何にせよ日常で使う物でもなく、訓練もしてない人間がおいそれと使えるものではないだろう。
「大丈夫、にぃが望めばナギは、答える」
ぐっ、とナギが親指を立てる。
目がぐるぐるで、顔は上気し赤く染まる。呼吸も荒く、浮ついた様子。何時もの眠たそうにしているナギとは思えない程の興奮具合だ。そんなに戦いたいのかお前は。

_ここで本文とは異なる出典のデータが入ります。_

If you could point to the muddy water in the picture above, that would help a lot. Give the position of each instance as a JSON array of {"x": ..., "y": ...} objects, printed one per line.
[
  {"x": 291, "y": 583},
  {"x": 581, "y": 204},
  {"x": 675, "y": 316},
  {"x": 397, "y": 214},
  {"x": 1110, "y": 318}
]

その熱に俺も浮かされたのか、無意識のうちに、刃を握る力が強くなる。
「んっ……。にぃ、ヤろ、早く、強く、ね?」
「そうだな」
構える。無意識のうちに、体が動く。
――蜻蛉の構。
なるほど、これなら剣の種類なんて関係ない。
両の手で刃を握り、右肩に合わせ、その手を顔の高さに。左足を一歩前へ進ませる。示現流に伝わる蜻蛉の構。その本質は――
大地を強く踏み込み、眼前に映る『穢れ』に向け自らの体を突き進ませる。
「チェェエエエエエエエスゥウトォオオオオオオオオオオオ!!!」
届く、その時に刃を振り下ろす。
――近づいて、叩きつける。
シンプル故に強い。
斬りつけた『穢れ』の死を確認することもせず、次の『穢れ』に向かい突き進む。コレだけの威力、重さ、生きているわけがない。
「もっと、もっとだ!」
「もっと、もっと、ヤろう! 全部、全部を!」
振り下ろす刃の重さ、風を斬るがゆえに、空気が弾け、周囲の家々が震え、ガラスがひび割れる。

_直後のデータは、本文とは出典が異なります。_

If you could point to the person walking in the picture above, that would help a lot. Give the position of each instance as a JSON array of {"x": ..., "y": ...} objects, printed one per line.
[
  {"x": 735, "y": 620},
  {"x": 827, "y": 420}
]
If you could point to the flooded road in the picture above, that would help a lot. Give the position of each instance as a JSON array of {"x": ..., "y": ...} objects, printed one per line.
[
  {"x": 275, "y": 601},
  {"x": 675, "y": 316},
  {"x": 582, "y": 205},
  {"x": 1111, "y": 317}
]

いくらの敵を切り伏せたか、足元のアスファルトはひび割れ、砕けている。そうして出た残骸を一切無視し突き進むこの肉体。
強化されている。身体も軽く感じるが実際には異常なまでの重量。踏み込みの一歩で道路は砕け、マンホールの蓋を踏もうものならひしゃげてしまう。

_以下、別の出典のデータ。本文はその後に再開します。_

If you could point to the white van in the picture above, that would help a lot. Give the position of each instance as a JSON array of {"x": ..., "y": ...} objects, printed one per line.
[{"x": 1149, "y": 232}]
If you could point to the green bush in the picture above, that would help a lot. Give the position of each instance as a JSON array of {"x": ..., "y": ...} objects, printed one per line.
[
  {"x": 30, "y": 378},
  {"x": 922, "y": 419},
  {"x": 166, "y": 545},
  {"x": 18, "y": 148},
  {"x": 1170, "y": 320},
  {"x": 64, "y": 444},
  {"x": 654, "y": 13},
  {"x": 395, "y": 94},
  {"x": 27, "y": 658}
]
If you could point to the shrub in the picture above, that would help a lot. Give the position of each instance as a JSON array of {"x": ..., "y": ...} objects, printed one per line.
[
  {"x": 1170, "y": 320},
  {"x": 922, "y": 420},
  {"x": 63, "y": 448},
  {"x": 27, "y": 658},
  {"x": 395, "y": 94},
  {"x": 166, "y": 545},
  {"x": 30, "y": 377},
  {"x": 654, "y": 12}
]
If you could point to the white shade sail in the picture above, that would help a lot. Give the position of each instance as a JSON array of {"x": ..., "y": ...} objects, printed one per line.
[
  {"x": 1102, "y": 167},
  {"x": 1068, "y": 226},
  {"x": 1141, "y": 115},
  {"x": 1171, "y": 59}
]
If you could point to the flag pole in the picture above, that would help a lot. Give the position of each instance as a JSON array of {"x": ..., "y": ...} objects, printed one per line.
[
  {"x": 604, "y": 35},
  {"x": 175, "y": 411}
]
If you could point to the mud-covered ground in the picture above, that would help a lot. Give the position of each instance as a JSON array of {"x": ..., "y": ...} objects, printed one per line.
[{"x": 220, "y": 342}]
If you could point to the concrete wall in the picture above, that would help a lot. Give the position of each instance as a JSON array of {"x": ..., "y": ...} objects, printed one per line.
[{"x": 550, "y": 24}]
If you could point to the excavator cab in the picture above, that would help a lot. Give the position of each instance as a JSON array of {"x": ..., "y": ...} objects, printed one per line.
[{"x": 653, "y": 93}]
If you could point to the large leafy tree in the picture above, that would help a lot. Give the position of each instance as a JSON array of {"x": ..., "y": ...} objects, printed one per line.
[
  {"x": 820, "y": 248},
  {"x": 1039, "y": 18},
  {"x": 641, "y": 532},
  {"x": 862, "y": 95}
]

気が付けば、周囲に『穢れ』の姿は無い。呼吸を落ち着ける。周囲はまるで廃墟のようで。
「シュウ、ナギ。何かいう事は?」
俺の目の前には、未だに変身を解いていないサヨコの姿が。
「俺、ヤっちゃった?」
「さよこ、ナギ楽しかった」
思い思いの言葉を話すと、サヨコが俺の頭を強く叩いた。糞痛い。横を見ればナギも頭を押さえて涙目になっている。
「加減しろ馬鹿者共め!」
サヨコさんはすごく怒っていた。